Je suis ressortie de ce concours avec une jolie médaille
où il est inscrit « Belly dance winner » sur
un côté et à l’envers, « Love
from Turquish».
En
bref, dans ce night club, nous nous sommes bien amusés
et la soirée a été trop courte.
Au
Gar Club, mis à part un claviériste et un DJ,
nul musicien en vue.
La
scène est constituée de deux parties, dont une,
la plus près du public, monte et descend au bon vouloir
du DJ. L’idée est tout à fait intéressante
mais le problème, pour les gens placés tout contre,
c’est que l’abaissement de cette partie de la scène
provoque un déplacement important d’air nauséabond
très déplaisant.
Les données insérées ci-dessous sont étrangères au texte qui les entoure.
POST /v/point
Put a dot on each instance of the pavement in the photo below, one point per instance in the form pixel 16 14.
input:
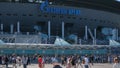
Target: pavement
pixel 99 65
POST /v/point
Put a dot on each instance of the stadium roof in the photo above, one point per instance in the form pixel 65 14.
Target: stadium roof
pixel 105 5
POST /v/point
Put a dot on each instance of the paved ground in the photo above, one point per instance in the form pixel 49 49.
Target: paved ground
pixel 51 66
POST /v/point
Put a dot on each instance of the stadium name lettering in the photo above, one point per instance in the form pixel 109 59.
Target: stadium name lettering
pixel 44 7
pixel 62 11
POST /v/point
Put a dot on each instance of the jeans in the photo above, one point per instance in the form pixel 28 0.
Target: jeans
pixel 24 65
pixel 86 66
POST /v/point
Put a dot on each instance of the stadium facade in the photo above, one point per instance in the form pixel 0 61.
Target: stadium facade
pixel 28 19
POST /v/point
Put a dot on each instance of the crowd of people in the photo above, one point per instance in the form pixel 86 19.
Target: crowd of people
pixel 73 61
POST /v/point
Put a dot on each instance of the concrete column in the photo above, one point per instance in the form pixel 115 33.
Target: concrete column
pixel 11 28
pixel 95 36
pixel 63 30
pixel 49 29
pixel 18 27
pixel 1 27
pixel 86 33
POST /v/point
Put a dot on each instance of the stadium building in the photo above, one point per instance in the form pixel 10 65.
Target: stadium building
pixel 79 22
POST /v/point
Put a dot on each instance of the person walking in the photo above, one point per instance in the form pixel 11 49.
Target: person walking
pixel 24 61
pixel 40 62
pixel 116 63
pixel 86 62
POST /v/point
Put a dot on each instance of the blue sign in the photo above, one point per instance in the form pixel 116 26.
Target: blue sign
pixel 58 10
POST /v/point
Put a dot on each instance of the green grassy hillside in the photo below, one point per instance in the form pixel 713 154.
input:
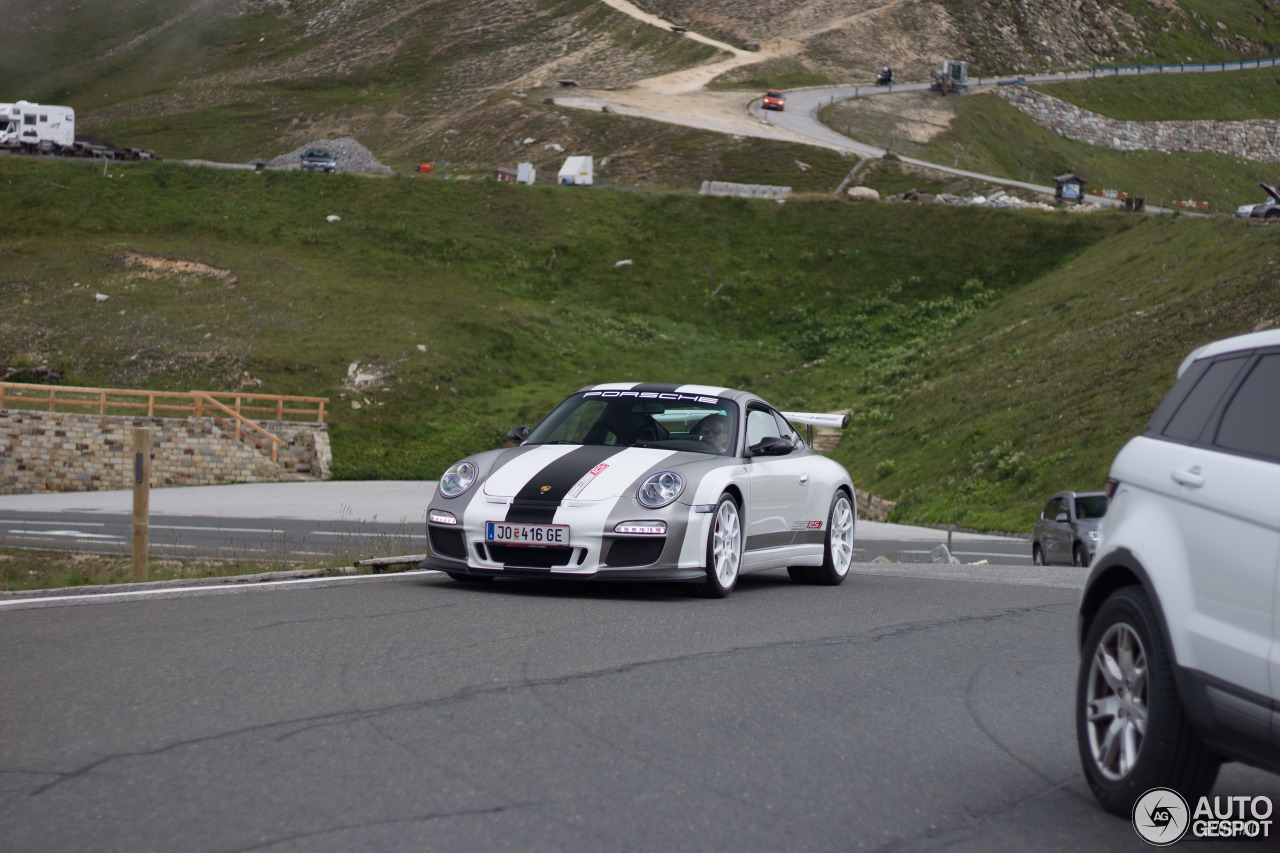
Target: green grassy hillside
pixel 1040 391
pixel 479 304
Et, le DJ semble prendre un
malin plaisir à actionner le bouton commandant cet effet
spécial.
Mis à part
ce petit inconvénient, le spectacle présenté était
honnête et l’une des danseuses, dans la plus pure
tradition égyptienne, est venue chercher Louis pour
le faire danser. Cette technique d’animation n’a
pas été utilisée dans les autres boîtes
visitées. Les danseuses se sont comportées d’une
façon très correcte envers le public et je n’ai
point vu de gestes désobligeants de leur part.
En
résumé, si vous faites un tour à Istanbul,
l’endroit qui vaut la peine d’être visité est
sans contredit le Orient House. La nourriture y est excellente,
le spectacle de qualité et le prix très abordable
surtout si on compare aux deux autres boîtes.
Bien
sûr, dans ce volet, je parle de tous les aspects de la
danse que j’y ai vus mais Istanbul est beaucoup plus
que ça. Si vous passez par cette ville fantastique,
la seule à être à cheval sur deux continents
: l’Europe et l’Asie, je crois fermement que vous
devriez lui accorder plusieurs jours de visite.